In welcher Höhe sind Detektivkosten erstattungsfähig?

In welcher Höhe sind Detektivkosten erstattungsfähig

 


Detektivkosten sind als Prozesskosten grundsätzlich erstattungsfähig. Zu den Prozesskosten gehörten nicht nur die durch die Einleitung und Führung eines Prozesses ausgelösten Kosten, sondern auch solche, die der Vorbereitung eines konkret bevorstehenden Rechtsstreits dienten, welche dann im Kostenfestsetzungsverfahren geltend gemacht werden könnten.


Hierzu muss man wissen, dass für die Führung eines wettbewerbsrechtlichen Prozesses verschiedene Kosten anfallen. Für die gerichtliche Auseinandersetzung fallen sowohl Anwalt- als auch Gerichtskosten an. Im außergerichtlichen Bereich können neben den Kosten der Abmahnung aber auch andere Kosten anfallen.

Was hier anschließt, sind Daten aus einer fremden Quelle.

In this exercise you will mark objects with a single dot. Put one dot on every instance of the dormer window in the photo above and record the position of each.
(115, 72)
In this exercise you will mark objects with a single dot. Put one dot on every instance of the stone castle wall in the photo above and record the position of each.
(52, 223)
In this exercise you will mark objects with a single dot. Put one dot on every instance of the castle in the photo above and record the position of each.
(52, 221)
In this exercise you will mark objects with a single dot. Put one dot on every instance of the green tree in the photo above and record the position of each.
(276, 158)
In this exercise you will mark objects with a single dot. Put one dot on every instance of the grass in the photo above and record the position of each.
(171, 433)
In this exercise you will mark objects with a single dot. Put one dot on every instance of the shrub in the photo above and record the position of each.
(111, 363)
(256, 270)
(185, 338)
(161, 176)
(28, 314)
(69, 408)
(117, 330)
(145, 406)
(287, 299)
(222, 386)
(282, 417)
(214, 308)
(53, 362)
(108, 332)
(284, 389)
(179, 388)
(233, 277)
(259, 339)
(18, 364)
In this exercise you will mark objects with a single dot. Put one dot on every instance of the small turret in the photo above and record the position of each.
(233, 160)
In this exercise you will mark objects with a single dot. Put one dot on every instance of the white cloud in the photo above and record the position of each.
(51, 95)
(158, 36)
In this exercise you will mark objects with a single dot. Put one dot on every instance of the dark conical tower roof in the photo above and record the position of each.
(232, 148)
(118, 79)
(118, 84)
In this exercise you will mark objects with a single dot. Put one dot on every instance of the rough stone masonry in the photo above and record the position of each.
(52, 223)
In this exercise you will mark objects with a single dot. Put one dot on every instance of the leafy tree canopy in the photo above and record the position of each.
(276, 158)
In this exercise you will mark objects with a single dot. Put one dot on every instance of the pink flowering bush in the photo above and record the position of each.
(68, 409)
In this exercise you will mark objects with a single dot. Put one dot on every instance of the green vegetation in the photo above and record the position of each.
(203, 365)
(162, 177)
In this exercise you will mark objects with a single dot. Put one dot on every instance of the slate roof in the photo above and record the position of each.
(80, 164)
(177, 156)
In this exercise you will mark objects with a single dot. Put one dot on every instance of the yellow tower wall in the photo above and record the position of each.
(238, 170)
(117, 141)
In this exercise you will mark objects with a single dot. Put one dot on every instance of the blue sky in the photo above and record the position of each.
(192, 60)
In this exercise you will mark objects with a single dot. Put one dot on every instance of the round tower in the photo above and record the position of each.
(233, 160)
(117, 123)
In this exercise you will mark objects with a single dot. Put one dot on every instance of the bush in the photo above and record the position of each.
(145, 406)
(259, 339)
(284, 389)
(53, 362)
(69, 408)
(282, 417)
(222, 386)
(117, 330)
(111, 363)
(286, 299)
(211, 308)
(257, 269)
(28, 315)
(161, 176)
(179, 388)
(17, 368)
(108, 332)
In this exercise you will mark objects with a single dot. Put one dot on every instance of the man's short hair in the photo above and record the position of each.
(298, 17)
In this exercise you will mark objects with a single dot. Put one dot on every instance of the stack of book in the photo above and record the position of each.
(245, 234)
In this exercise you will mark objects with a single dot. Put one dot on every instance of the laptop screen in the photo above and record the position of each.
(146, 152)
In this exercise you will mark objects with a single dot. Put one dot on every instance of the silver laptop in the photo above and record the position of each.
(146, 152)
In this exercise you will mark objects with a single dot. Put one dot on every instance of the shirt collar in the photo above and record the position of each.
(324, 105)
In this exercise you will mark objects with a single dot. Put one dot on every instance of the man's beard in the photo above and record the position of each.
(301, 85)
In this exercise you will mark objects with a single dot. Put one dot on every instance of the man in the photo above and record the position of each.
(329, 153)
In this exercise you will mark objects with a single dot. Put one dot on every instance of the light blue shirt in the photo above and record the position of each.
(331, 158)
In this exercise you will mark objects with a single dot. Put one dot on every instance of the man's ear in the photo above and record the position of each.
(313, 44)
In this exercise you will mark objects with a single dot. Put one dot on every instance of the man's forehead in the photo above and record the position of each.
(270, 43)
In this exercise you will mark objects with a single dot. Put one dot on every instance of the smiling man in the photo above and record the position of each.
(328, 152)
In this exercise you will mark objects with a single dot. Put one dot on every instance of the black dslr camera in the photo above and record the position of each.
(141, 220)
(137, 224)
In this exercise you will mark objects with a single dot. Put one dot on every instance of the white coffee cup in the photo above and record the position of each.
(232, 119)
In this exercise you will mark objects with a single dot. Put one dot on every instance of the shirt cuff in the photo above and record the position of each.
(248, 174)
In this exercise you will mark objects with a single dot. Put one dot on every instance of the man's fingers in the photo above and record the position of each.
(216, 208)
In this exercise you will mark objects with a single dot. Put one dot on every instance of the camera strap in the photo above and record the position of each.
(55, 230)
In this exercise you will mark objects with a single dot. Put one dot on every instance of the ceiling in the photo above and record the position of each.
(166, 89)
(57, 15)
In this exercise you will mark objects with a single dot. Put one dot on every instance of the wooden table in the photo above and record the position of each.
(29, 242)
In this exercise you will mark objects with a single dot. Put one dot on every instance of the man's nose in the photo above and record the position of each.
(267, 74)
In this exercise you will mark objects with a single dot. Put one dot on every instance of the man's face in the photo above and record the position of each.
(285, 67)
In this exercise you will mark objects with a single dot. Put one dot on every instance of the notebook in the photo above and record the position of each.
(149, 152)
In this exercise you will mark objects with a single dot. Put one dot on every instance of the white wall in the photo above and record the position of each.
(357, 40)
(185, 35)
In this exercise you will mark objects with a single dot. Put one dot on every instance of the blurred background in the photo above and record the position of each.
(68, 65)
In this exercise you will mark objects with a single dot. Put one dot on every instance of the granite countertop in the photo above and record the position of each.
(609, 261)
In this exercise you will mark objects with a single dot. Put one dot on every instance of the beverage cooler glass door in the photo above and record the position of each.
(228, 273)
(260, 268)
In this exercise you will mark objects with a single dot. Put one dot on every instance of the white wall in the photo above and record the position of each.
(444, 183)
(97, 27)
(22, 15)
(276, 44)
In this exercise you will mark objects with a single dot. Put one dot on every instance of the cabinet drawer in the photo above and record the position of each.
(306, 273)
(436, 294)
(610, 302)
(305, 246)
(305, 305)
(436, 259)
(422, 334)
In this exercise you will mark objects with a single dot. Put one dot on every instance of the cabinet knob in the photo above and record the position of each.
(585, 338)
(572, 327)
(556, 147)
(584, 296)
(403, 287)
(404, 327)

Beispielsweise wäre hier der Aufwand eines Testkaufes zu nennen, um einen Wettbewerbsverstoß nachweisen zu können. Diese Kosten können dann im Rahmen des Schadensersatzanspruches gemäß § 9 UWG ersetzt verlangt werden. Neben diesen Kosten können aber auch weitere Kosten anfallen. Grundsätzlich können auch sogenannte Detektivkosten für die Ermittlung des Sachverhaltes einen ersatzfähigen Schaden darstellen. Die im außergerichtlichen Bereich anfallenden Kosten stehen aber immer unter der Voraussetzung, dass diese notwendig sind. Auch in diesem Spannungsfeld muss der mutmaßliche Gläubiger darauf achten, dass die Kosten sich in einem bestimmten Rahmen bewegen.

Diese Problematik soll im Nachfolgenden genauer besprochen werden:

1. Das Oberlandesgericht Koblenz hatte jetzt einen Fall zu entscheiden, dem folgender Sachverhalt zugrunde lag: Der spätere Antragsgegner war lange Zeit Partner der späteren Antragstellerin. Mitte des Jahres 2009 schied der spätere Antragsgegner aus, wobei dieser einen nachvertraglichen Konkurrenzschutz zu beachten hatte. Als die spätere Antragstellerin Hinweise auf Verstöße gegen diesen Konkurrenzschutz hatte, beauftragte diese eine Detektei mit der Observierung des späteren Antragsgegners. Dabei setzte die Detektei auftragsgemäß 5, aber auch zeitweise 6 Personen mit 5 Fahrzeugen ein. Im Rahmen der Observierung wurde festgestellt, dass tatsächlich gegen das Verbot verstoßen wurde, sodass gegen den Antragsgegner im einstweiligen Verfügungsverfahren auf Unterlassung vorgegangen wurde. Dabei wurde der Antragsgegner antragsgemäß verurteilt. Im sich anschließenden Kostenfestsetzungsverfahren hatte der Rechtspfleger die zu erstattenden Detektivkosten antragsgemäß auf 70.687,27 € nebst Zinsen festgesetzt. Hiergegen wendete sich der Antragsgegner.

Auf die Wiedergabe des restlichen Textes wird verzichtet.